The 3-D system developed by the Technion researchers tackled this challenge by bringing together several cell types to form a new transplantable tissue.

Using a porous plastic material as the scaffold for the new tissue, the scientists seeded the scaffold with mouse islets, tiny blood vessel cells taken from human umbilical veins, and human foreskin cells that encouraged the blood vessels to develop a tube-like structure.

Islets grown in these rich, multicellular environments lived three times as long on average as islets grown by themselves, Levenberg and colleagues found.

The technology “is still far from tests in humans,” Levenberg said, but she noted that she and her colleagues are beginning to test the 3-D tissue scaffolds using human instead of mouse islets.

“The advantages provided by this type of environment are really profound,” said Xunrong Luo, an islet transplantation specialist at the Northwestern University Feinberg School of Medicine in Chicago. She noted that the number of islets used to lower blood sugar levels in the mice was nearly half the number used in a typical islet transplant.

According to the Northwestern researcher, the 3-D model demonstrated in the study “will have important and rapid clinical implications” if the results can be replicated with human cells. “This model system also provides a good platform to study the details and mechanisms that underlie successful transplantation.”

Meanwhile, other islet research relevant to both type I and type II diabetes is being conducted by Dr. Eli Lewis, a member of the Clinical Biochemistry and Pharmacology department at BGU and the head of Israel’s only clinical islet lab.

In a recent report, Lewis, working with doctoral students Eyal Ozeri, Mark Mizrahi and Galit Shahaf, addressed the immune system that arrives at the grafted islets. The team examined cells relevant for the early response of the immune system. These so-called dendritic cells normally collect molecules from the site of the graft and deliver them to the draining lymph nodes for presentation to the graft-recipient’s lymphocytic cells.

The group found that the naturally occurring protein alpha1-antitrypsin (AAT) employs these cells for the purpose of elevating the levels of regulatory protective T cells and thereby affords critical protection to islet grafts.
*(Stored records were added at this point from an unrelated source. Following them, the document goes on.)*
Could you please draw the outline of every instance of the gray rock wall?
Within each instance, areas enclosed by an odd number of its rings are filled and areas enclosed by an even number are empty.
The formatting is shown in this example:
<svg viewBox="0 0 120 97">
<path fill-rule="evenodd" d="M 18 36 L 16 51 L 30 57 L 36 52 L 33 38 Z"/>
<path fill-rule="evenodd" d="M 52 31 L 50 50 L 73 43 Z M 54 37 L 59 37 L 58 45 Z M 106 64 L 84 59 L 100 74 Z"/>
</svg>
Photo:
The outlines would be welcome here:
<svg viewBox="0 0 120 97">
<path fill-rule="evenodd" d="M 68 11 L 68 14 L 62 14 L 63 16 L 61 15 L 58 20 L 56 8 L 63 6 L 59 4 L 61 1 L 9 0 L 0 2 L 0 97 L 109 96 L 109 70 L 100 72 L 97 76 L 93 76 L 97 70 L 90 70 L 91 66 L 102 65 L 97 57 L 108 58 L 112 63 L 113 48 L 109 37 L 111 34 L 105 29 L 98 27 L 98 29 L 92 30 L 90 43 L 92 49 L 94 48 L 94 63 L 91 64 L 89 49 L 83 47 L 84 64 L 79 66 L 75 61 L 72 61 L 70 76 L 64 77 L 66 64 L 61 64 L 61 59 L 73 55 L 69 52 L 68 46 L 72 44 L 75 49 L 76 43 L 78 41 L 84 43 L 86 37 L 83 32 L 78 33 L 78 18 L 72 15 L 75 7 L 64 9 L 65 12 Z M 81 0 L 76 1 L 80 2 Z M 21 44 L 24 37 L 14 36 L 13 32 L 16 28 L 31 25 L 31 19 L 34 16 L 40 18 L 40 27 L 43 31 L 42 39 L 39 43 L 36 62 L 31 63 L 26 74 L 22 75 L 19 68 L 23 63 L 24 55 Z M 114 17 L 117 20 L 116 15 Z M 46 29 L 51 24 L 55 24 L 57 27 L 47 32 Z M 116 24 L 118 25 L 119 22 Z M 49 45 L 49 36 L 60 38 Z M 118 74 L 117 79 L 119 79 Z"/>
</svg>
According to the experiments, AAT causes dendritic cells to advance from immature to semi-mature, instead of completing their final T cell-activating mature phenotype.

At this point a crucial question was raised: Do these semimature dendritic cells have the ability to migrate to the draining lymph nodes? After all, if they fail to migrate, they won’t be able to alter the course of the immune system in favor of the islet grafts.

The group unexpectedly noticed that in detailed migration experiments in the presence of AAT treatment – both in cultures and in whole animals – not only do the dendritic cells display migratory capabilities, but they actually migrate faster.

One of the implications of these findings relates to current immunosuppressive treatment protocols that do not afford the fine control of the immune system toward a favorable outcome, such as observed in the current study.

The approaches developed by these two Israeli research groups hold an intriguing practical scientific overlap. When an organ graft, such as kidney, is connected to the recipient’s blood supply, a rapid entry of the immune system occurs such that gravely injures the graft. Islets, paradoxically, benefit in this respect from some spatial separation from blood-borne immune cells in that they are non-vascularized upon engraftment. With their vascularization enhanced by the Technion group, an answer to the aggressive immune system can be found in the work performed at BGU.